In late 2006 Sony Energy Device Corp. in Japan recalled all its lithium-ion batteries used in Apple, Dell and Toshiba notebook computers. Nokia also recalled in 2007 more than 40 million lithium-ion batteries. The batteries, made by Japan-based Matsushita Battery Industrial between December 2005 and September 2006 were considered dangerous because they could overheat while charging.

In August 2007, Lenovo also recalled hundreds of thousands of ThinkPads because the installed lithium-ion batteries manufactured by Japan-based Sanyo Electric were a fire hazard.
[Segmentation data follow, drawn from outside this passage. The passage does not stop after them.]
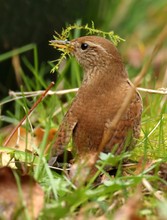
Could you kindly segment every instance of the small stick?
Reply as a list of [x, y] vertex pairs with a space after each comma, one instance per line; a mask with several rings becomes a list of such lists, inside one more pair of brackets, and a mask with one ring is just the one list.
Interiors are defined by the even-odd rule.
[[148, 71], [148, 69], [149, 69], [149, 67], [150, 67], [154, 57], [158, 53], [158, 51], [161, 48], [162, 44], [164, 43], [164, 40], [166, 40], [166, 37], [167, 37], [167, 25], [160, 32], [151, 56], [149, 57], [148, 61], [145, 63], [145, 65], [141, 69], [139, 75], [135, 78], [133, 86], [131, 87], [130, 91], [128, 92], [126, 99], [122, 103], [121, 108], [118, 110], [118, 112], [115, 115], [113, 121], [111, 122], [110, 127], [108, 128], [108, 130], [106, 132], [104, 132], [102, 141], [101, 141], [100, 146], [98, 148], [97, 155], [95, 157], [95, 161], [97, 160], [100, 152], [104, 149], [105, 145], [110, 140], [112, 131], [115, 129], [115, 126], [119, 122], [119, 120], [120, 120], [121, 116], [123, 115], [123, 113], [125, 112], [125, 110], [128, 108], [128, 105], [130, 104], [130, 101], [131, 101], [131, 99], [133, 97], [133, 94], [136, 91], [137, 86], [139, 86], [141, 84], [141, 82], [142, 82], [144, 76], [146, 75], [146, 73], [147, 73], [147, 71]]
[[34, 105], [31, 107], [31, 109], [28, 111], [28, 114], [25, 115], [22, 120], [19, 122], [19, 124], [13, 129], [13, 131], [11, 132], [11, 134], [9, 135], [9, 137], [7, 138], [7, 140], [4, 143], [4, 146], [7, 146], [7, 144], [9, 143], [9, 141], [11, 140], [11, 138], [13, 137], [13, 135], [16, 133], [16, 131], [18, 130], [18, 128], [23, 124], [23, 122], [26, 120], [26, 118], [32, 113], [32, 111], [37, 107], [37, 105], [45, 98], [45, 96], [47, 95], [48, 91], [52, 88], [52, 86], [54, 86], [54, 82], [51, 82], [50, 85], [48, 86], [48, 88], [44, 91], [44, 93], [39, 97], [39, 99], [34, 103]]

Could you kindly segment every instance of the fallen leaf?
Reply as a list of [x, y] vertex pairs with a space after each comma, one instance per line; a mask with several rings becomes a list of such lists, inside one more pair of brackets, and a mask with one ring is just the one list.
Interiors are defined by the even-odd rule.
[[0, 168], [0, 180], [0, 219], [24, 219], [26, 209], [30, 219], [36, 219], [44, 205], [40, 185], [31, 176], [18, 176], [9, 167]]

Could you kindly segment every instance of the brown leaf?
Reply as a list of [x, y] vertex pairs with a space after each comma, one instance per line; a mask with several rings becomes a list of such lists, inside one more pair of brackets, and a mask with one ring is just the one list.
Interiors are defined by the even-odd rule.
[[24, 219], [27, 209], [29, 217], [35, 219], [43, 208], [44, 192], [28, 175], [19, 177], [19, 191], [14, 173], [9, 167], [0, 168], [0, 218], [13, 219], [17, 215], [17, 219]]

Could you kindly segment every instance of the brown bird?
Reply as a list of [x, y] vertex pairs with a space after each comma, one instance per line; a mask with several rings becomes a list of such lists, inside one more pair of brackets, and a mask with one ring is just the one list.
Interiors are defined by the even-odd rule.
[[[67, 111], [52, 147], [50, 165], [73, 139], [79, 158], [99, 150], [105, 131], [133, 86], [116, 47], [107, 39], [84, 36], [72, 41], [52, 41], [66, 48], [83, 67], [84, 78]], [[121, 153], [139, 137], [142, 101], [135, 91], [131, 102], [109, 137], [103, 152]], [[130, 137], [129, 137], [130, 136]]]

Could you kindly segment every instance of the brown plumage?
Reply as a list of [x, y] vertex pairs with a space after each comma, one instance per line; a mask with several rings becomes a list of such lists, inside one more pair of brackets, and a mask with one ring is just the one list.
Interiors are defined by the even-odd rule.
[[[63, 152], [71, 137], [80, 158], [96, 153], [105, 130], [132, 86], [121, 57], [109, 40], [85, 36], [72, 41], [55, 41], [55, 46], [69, 49], [83, 67], [84, 79], [60, 125], [50, 165]], [[115, 149], [115, 153], [121, 153], [129, 135], [130, 142], [139, 137], [141, 113], [142, 101], [136, 91], [104, 152]]]

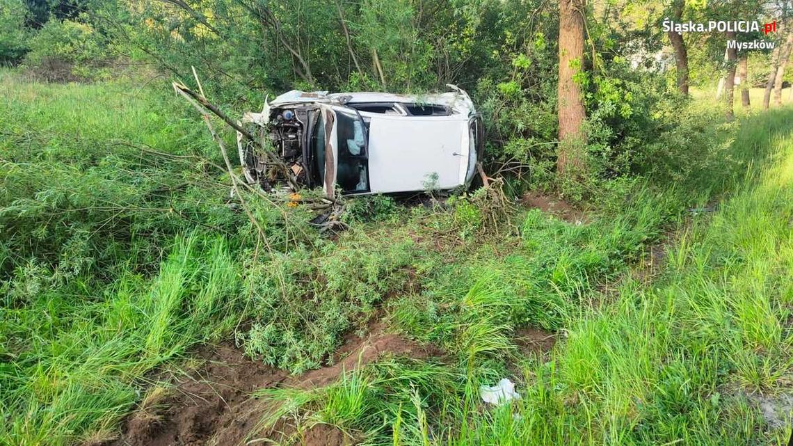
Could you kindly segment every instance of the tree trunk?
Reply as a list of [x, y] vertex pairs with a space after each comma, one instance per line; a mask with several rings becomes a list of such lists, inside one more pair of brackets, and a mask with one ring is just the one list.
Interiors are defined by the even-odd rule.
[[380, 83], [382, 84], [383, 90], [385, 90], [385, 75], [383, 73], [383, 66], [380, 64], [380, 56], [377, 56], [377, 49], [374, 47], [372, 47], [372, 65], [374, 67], [374, 71], [380, 76]]
[[[683, 16], [683, 9], [685, 7], [685, 0], [676, 0], [672, 6], [672, 16], [676, 22], [680, 21]], [[669, 31], [667, 33], [669, 41], [672, 42], [672, 48], [675, 50], [675, 65], [677, 67], [677, 90], [688, 95], [688, 52], [686, 51], [686, 43], [683, 40], [683, 36]]]
[[785, 44], [780, 48], [780, 62], [776, 67], [776, 75], [774, 77], [774, 103], [777, 106], [782, 105], [782, 78], [784, 77], [791, 48], [793, 48], [793, 30], [787, 33]]
[[765, 83], [765, 92], [763, 94], [763, 110], [768, 110], [768, 106], [771, 103], [771, 92], [774, 90], [774, 86], [776, 83], [776, 73], [782, 61], [782, 51], [787, 46], [787, 42], [790, 41], [791, 38], [793, 37], [793, 33], [789, 32], [787, 29], [787, 26], [783, 29], [787, 37], [785, 42], [780, 43], [772, 53], [771, 73], [768, 75], [768, 80]]
[[585, 0], [559, 1], [559, 148], [557, 172], [565, 175], [585, 167], [584, 98], [575, 75], [584, 67]]
[[[727, 49], [727, 48], [724, 49], [724, 61], [725, 62], [727, 61], [727, 58], [729, 56], [729, 52], [730, 52], [729, 49]], [[726, 82], [726, 80], [727, 80], [726, 79], [726, 75], [722, 75], [718, 79], [718, 87], [716, 87], [716, 100], [717, 101], [720, 101], [722, 99], [722, 95], [724, 94], [724, 85], [725, 85], [725, 83]]]
[[342, 23], [342, 31], [344, 32], [344, 39], [347, 40], [347, 51], [350, 52], [350, 56], [352, 57], [352, 61], [355, 64], [355, 69], [358, 70], [358, 74], [364, 76], [363, 70], [361, 69], [361, 65], [358, 63], [358, 57], [355, 56], [355, 51], [352, 48], [352, 39], [350, 37], [350, 30], [347, 27], [347, 21], [344, 20], [344, 13], [342, 12], [342, 6], [339, 4], [339, 0], [335, 0], [336, 10], [339, 11], [339, 20]]
[[741, 104], [745, 109], [749, 106], [749, 63], [746, 55], [743, 55], [738, 59], [738, 76], [741, 78]]
[[[727, 40], [734, 39], [735, 39], [735, 32], [727, 31]], [[727, 119], [732, 119], [735, 116], [733, 104], [735, 102], [735, 61], [737, 59], [737, 49], [734, 48], [727, 48], [727, 76], [724, 80]]]

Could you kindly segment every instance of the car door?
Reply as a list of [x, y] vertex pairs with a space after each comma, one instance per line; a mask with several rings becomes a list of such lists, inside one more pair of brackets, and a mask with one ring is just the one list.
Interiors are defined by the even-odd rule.
[[465, 184], [467, 117], [369, 116], [373, 193], [446, 190]]

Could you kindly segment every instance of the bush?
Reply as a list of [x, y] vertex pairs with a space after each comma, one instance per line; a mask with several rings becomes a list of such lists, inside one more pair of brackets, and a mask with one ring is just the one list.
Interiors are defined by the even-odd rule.
[[37, 77], [69, 82], [104, 77], [107, 59], [102, 36], [90, 25], [50, 20], [30, 41], [25, 64]]
[[0, 65], [19, 62], [27, 52], [22, 0], [3, 0], [0, 8]]

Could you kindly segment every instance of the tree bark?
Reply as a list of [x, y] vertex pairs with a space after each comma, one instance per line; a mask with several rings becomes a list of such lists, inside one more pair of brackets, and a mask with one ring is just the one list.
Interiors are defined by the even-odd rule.
[[374, 47], [372, 47], [372, 65], [374, 67], [374, 71], [380, 76], [380, 83], [382, 84], [383, 90], [385, 90], [385, 75], [383, 73], [383, 66], [380, 64], [380, 56], [377, 56], [377, 49]]
[[776, 67], [776, 75], [774, 76], [774, 103], [777, 106], [782, 105], [782, 80], [791, 49], [793, 49], [793, 30], [788, 31], [785, 44], [780, 48], [780, 62]]
[[350, 37], [350, 30], [347, 27], [347, 21], [344, 20], [344, 13], [342, 12], [342, 6], [339, 3], [339, 0], [335, 0], [335, 3], [336, 10], [339, 11], [339, 20], [342, 22], [342, 30], [344, 31], [344, 39], [347, 40], [347, 51], [350, 52], [350, 56], [352, 57], [352, 61], [355, 63], [355, 69], [358, 70], [358, 74], [363, 76], [363, 70], [361, 69], [361, 65], [358, 63], [358, 57], [355, 56], [355, 51], [352, 48], [352, 39]]
[[741, 78], [741, 104], [745, 109], [748, 109], [750, 105], [749, 100], [749, 79], [746, 79], [748, 73], [749, 63], [745, 54], [738, 59], [738, 76]]
[[[683, 17], [685, 0], [676, 0], [672, 6], [672, 16], [675, 21], [680, 22]], [[686, 51], [686, 43], [683, 36], [669, 31], [667, 33], [672, 48], [675, 50], [675, 65], [677, 67], [677, 90], [683, 94], [688, 95], [688, 52]]]
[[[727, 40], [735, 39], [734, 31], [727, 31]], [[726, 117], [732, 119], [735, 117], [733, 110], [735, 102], [735, 62], [737, 60], [737, 49], [727, 47], [727, 76], [724, 80], [725, 100], [727, 104]]]
[[[724, 48], [724, 62], [725, 63], [726, 63], [727, 58], [729, 57], [729, 52], [730, 52], [729, 49]], [[716, 100], [717, 101], [722, 100], [722, 97], [724, 95], [724, 85], [725, 85], [725, 83], [727, 80], [726, 77], [727, 77], [726, 75], [724, 75], [721, 78], [719, 78], [719, 79], [718, 79], [718, 87], [716, 87]]]
[[[771, 59], [772, 60], [772, 64], [771, 67], [771, 73], [768, 75], [768, 80], [765, 83], [765, 92], [763, 94], [763, 110], [768, 110], [768, 106], [771, 103], [771, 92], [773, 91], [774, 86], [776, 83], [776, 73], [780, 64], [782, 62], [782, 52], [785, 47], [787, 46], [791, 39], [793, 38], [793, 33], [789, 31], [787, 26], [784, 26], [783, 29], [787, 34], [787, 39], [784, 42], [780, 42], [780, 44], [774, 48], [774, 51], [772, 53]], [[783, 71], [783, 72], [784, 71]]]
[[585, 167], [584, 147], [586, 111], [575, 75], [584, 68], [585, 0], [559, 1], [559, 147], [557, 173], [565, 175]]

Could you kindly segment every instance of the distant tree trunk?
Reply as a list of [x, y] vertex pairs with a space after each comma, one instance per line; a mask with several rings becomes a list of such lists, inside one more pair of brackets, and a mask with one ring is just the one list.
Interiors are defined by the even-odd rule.
[[[727, 40], [732, 40], [735, 38], [734, 31], [727, 31], [726, 34]], [[724, 80], [727, 119], [732, 119], [735, 117], [735, 112], [733, 109], [735, 102], [735, 61], [737, 59], [737, 49], [727, 47], [727, 76]]]
[[380, 64], [380, 56], [377, 56], [377, 49], [374, 47], [372, 47], [372, 65], [374, 67], [374, 71], [380, 76], [380, 83], [382, 84], [383, 90], [385, 90], [385, 75], [383, 73], [383, 66]]
[[361, 65], [358, 63], [358, 57], [355, 56], [355, 51], [352, 48], [352, 38], [350, 37], [350, 30], [347, 29], [347, 21], [344, 20], [344, 13], [342, 12], [342, 6], [339, 3], [339, 0], [335, 0], [335, 3], [336, 10], [339, 11], [339, 20], [342, 23], [342, 31], [344, 32], [344, 39], [347, 40], [347, 51], [350, 52], [353, 63], [355, 64], [355, 69], [358, 70], [358, 74], [363, 76], [363, 70], [361, 69]]
[[574, 76], [584, 68], [585, 0], [559, 0], [559, 148], [557, 171], [565, 175], [584, 167], [586, 111]]
[[749, 101], [749, 79], [746, 79], [749, 75], [748, 73], [749, 63], [745, 54], [738, 59], [738, 76], [741, 78], [741, 104], [745, 109], [748, 109], [750, 105]]
[[791, 56], [791, 49], [793, 48], [793, 31], [787, 33], [787, 40], [784, 46], [780, 48], [780, 64], [776, 67], [776, 75], [774, 78], [774, 103], [777, 106], [782, 105], [782, 80], [785, 74], [785, 67], [787, 67], [787, 60]]
[[[728, 56], [727, 52], [728, 52], [727, 48], [725, 48], [724, 49], [724, 61], [725, 62], [727, 61], [727, 56]], [[718, 87], [716, 87], [716, 100], [717, 101], [721, 100], [722, 99], [722, 95], [724, 94], [724, 83], [726, 82], [726, 80], [727, 80], [726, 79], [726, 76], [722, 76], [718, 79]]]
[[[672, 6], [672, 16], [675, 21], [680, 21], [684, 7], [685, 0], [675, 0]], [[674, 31], [669, 31], [667, 33], [667, 36], [669, 37], [669, 41], [672, 42], [672, 48], [675, 50], [675, 65], [677, 67], [677, 90], [688, 96], [688, 52], [686, 51], [686, 43], [683, 40], [683, 36]]]
[[[779, 77], [777, 73], [779, 72], [779, 67], [782, 63], [783, 52], [786, 49], [786, 47], [793, 44], [793, 32], [787, 29], [785, 29], [785, 32], [787, 36], [785, 42], [775, 48], [774, 52], [772, 53], [771, 58], [773, 62], [771, 67], [771, 73], [768, 75], [768, 80], [765, 83], [765, 92], [763, 94], [764, 110], [768, 110], [768, 106], [771, 103], [771, 92], [774, 90], [774, 86], [776, 84], [776, 78]], [[783, 69], [783, 72], [784, 70]]]

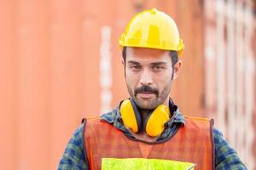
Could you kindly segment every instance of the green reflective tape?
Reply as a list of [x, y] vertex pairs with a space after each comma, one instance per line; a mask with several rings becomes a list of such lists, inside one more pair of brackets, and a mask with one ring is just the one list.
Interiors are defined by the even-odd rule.
[[102, 158], [102, 170], [192, 170], [194, 163], [161, 159]]

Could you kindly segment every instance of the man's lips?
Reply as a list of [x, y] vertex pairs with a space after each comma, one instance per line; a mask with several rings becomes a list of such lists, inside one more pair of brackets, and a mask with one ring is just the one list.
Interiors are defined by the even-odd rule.
[[153, 97], [154, 95], [155, 95], [155, 94], [150, 92], [143, 92], [143, 93], [138, 93], [137, 95], [140, 98], [148, 99]]

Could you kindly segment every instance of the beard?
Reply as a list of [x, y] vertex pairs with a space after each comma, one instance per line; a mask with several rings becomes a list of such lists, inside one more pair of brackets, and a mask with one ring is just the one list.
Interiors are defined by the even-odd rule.
[[[158, 105], [163, 104], [166, 98], [170, 94], [172, 81], [170, 81], [166, 87], [164, 87], [163, 90], [160, 92], [157, 88], [152, 88], [150, 86], [143, 85], [139, 88], [131, 89], [131, 87], [127, 85], [128, 92], [132, 98], [132, 99], [136, 102], [137, 105], [141, 110], [153, 110], [155, 109]], [[137, 94], [140, 93], [150, 93], [154, 94], [155, 97], [150, 99], [140, 99], [137, 97]]]

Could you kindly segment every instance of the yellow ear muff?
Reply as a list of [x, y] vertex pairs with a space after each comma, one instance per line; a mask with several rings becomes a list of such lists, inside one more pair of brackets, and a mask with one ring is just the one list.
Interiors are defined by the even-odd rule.
[[121, 103], [119, 111], [125, 126], [131, 128], [132, 132], [137, 133], [138, 127], [136, 116], [129, 99], [125, 99]]
[[149, 136], [159, 136], [165, 128], [165, 123], [170, 119], [170, 110], [166, 105], [160, 105], [150, 115], [145, 128]]

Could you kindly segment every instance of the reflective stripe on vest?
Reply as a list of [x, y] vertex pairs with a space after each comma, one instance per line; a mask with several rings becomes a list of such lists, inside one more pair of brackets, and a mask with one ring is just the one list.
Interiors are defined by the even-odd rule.
[[193, 170], [194, 163], [145, 158], [102, 158], [102, 170]]
[[186, 125], [163, 143], [148, 144], [148, 154], [141, 145], [148, 145], [126, 137], [112, 124], [100, 118], [84, 122], [84, 139], [90, 169], [102, 169], [103, 158], [148, 158], [172, 160], [195, 164], [195, 169], [214, 169], [212, 121], [185, 116]]

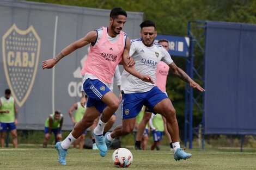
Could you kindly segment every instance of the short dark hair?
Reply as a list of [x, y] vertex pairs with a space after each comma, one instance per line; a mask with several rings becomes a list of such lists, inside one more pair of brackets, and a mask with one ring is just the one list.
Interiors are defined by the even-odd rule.
[[4, 94], [5, 95], [10, 95], [11, 94], [11, 90], [9, 89], [5, 89], [4, 91]]
[[117, 7], [112, 9], [111, 12], [110, 12], [109, 17], [113, 19], [114, 19], [119, 15], [124, 15], [126, 17], [127, 17], [126, 12], [120, 7]]
[[155, 29], [156, 29], [156, 24], [153, 21], [150, 20], [146, 20], [142, 22], [139, 25], [139, 27], [141, 27], [141, 29], [143, 27], [154, 27]]
[[161, 42], [167, 42], [167, 43], [169, 43], [169, 41], [168, 41], [167, 40], [164, 39], [160, 39], [160, 40], [159, 40], [158, 41], [158, 43], [160, 43]]
[[60, 111], [59, 111], [59, 110], [55, 111], [54, 114], [55, 115], [60, 115]]

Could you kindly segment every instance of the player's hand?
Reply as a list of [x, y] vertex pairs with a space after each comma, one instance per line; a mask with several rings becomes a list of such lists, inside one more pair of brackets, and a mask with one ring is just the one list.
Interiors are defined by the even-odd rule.
[[119, 100], [120, 102], [122, 100], [122, 97], [123, 97], [122, 93], [120, 92], [119, 93]]
[[128, 67], [135, 65], [135, 61], [132, 57], [129, 56], [127, 58], [129, 60], [127, 62], [126, 65]]
[[190, 85], [191, 87], [192, 87], [193, 88], [197, 89], [197, 90], [198, 90], [200, 92], [203, 92], [203, 91], [205, 91], [205, 90], [203, 89], [203, 87], [202, 87], [198, 84], [196, 83], [194, 81], [191, 81], [190, 83]]
[[149, 82], [152, 83], [153, 84], [155, 84], [155, 82], [154, 82], [153, 79], [150, 77], [150, 76], [148, 75], [142, 75], [142, 77], [141, 78], [141, 79], [145, 82]]
[[14, 125], [17, 126], [18, 125], [18, 119], [15, 118], [15, 120], [14, 121]]
[[45, 134], [45, 138], [49, 139], [50, 137], [51, 137], [51, 134], [49, 133], [47, 133]]
[[82, 106], [83, 108], [84, 108], [84, 106], [86, 105], [86, 99], [85, 97], [81, 98], [81, 99], [80, 100], [80, 103], [81, 104], [81, 106]]
[[42, 61], [42, 69], [45, 68], [52, 68], [55, 66], [57, 64], [57, 62], [54, 59], [50, 59], [48, 60]]

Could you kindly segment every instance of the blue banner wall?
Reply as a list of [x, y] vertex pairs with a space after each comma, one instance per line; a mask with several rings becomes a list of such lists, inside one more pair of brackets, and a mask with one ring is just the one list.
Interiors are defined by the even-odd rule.
[[256, 25], [206, 22], [205, 134], [256, 135]]

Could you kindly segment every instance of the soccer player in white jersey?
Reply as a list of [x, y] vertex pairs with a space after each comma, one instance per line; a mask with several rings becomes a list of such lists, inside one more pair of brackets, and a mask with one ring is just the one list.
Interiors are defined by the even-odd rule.
[[[85, 77], [83, 89], [88, 96], [85, 114], [82, 119], [76, 123], [73, 130], [66, 138], [55, 145], [59, 154], [59, 162], [63, 165], [66, 163], [68, 148], [100, 115], [101, 115], [101, 118], [93, 130], [93, 134], [101, 156], [105, 156], [107, 154], [107, 147], [103, 136], [103, 129], [120, 104], [119, 99], [109, 89], [118, 64], [123, 61], [124, 69], [130, 73], [143, 81], [154, 84], [149, 75], [139, 73], [134, 65], [129, 66], [131, 43], [127, 34], [122, 31], [126, 22], [126, 12], [120, 8], [115, 8], [111, 10], [109, 17], [109, 25], [107, 27], [102, 27], [102, 36], [96, 45], [98, 32], [93, 30], [65, 47], [53, 59], [42, 61], [43, 69], [51, 68], [65, 56], [78, 48], [89, 43], [91, 45], [90, 52], [81, 70], [82, 74]], [[125, 43], [124, 39], [126, 40]], [[111, 40], [115, 42], [111, 42]]]
[[[136, 61], [136, 68], [141, 73], [150, 76], [155, 81], [157, 64], [162, 61], [166, 63], [172, 73], [190, 85], [201, 92], [204, 91], [172, 60], [167, 51], [161, 45], [154, 43], [156, 36], [155, 24], [151, 21], [143, 22], [141, 39], [131, 41], [130, 55]], [[166, 118], [167, 129], [173, 140], [174, 159], [186, 160], [191, 156], [180, 148], [179, 126], [176, 112], [167, 95], [155, 84], [143, 82], [124, 71], [121, 76], [121, 90], [123, 91], [123, 123], [111, 133], [107, 133], [105, 142], [108, 147], [115, 137], [131, 133], [134, 128], [136, 116], [144, 105], [148, 112], [161, 114]]]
Lithium-ion batteries are considered dangerous because lithium ion is not water-based, according to published reports by Donald Sadoway, a battery expert and professor at the Massachusetts Institute of Technology. Because one of the three components in the battery -- the electrolyte -- is an organic liquid similar to alcohol, it is flammable. Sadoway has suggested using polymer electrolytes to avoid this problem.

So with all the recalls, why are so many PDAs, laptops and other devices made with these batteries?

For one, they are lightweight. Lithium-ion batteries are made with lightweight lithium and carbon. These batteries also hold more electricity compared to nickel batteries and lead-acid batteries. And only one percent of all lithium-ion batteries manufactured have been the subject of a recall, according to reports.